For our project, we developed a convolutional neural network that automatically transcribes piano music pieces. Music transcription is a difficult task that, for humans, requires specialized expertise. We worked on automating the process using an online library of MIDI files to synthesize audio and provide ground truth labels for our network to learn on.

The idea for our project was inspired by last year’s music genre prediction and music synthesis projects. Music transcription is a similar task that could build on top of their prior work. Further research showed us Lunaverus, which is a commercial software capable of music transcription and so we tried to modify their approach.

Our project has several major components:

  1. Data Collection
  2. Preprocessing
  3. Model Creation
  4. Model Training

Data

To start off, we needed to find a large amount of data to work with. Most online datasets for music and sound were raw audio files. Raw audio files have lots of noise which led to us trying to avoid using them as the first step.
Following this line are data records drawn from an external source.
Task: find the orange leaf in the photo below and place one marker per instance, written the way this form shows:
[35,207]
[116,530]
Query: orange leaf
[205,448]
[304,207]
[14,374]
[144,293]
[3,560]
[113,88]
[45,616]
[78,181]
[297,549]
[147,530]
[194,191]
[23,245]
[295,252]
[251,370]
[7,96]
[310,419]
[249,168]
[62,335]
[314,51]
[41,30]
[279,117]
Instead, we looked for MIDI audio files, which are files in a special format that tell exactly when a note is pressed and how long it is held for. We aimed for piano music as our data source in order to narrow our scope to one instrument. In our search for datasets, we came across a few that had a handful of MIDI files across a few websites. These MIDI files included classical, video game, Christmas, and even international e-Piano Junior Competition music. However, our best dataset turned out to be a public domain of “live” MIDI performances for the Yamaha Disklavier, an electronic piano. This public domain contained over 10,000 piano music files in the MIDI format, which resulted in more than enough data for us to work with including the other MIDI files we found. Our preprocessing step turned these 10,000 files into more than 1 million training examples to feed to our network.

Pre-processing

Our goal was to use MIDI files and convert them into raw audio files, then create a spectrogram for the convolutional neural network (CNN) to use as an input. The spectrogram shows the power of various frequencies in the song over time in an image, and CNNs can be used to understand unstructured image data. To create the spectrograms, we used two techniques: a short-time Fourier transform and a constant-Q transform.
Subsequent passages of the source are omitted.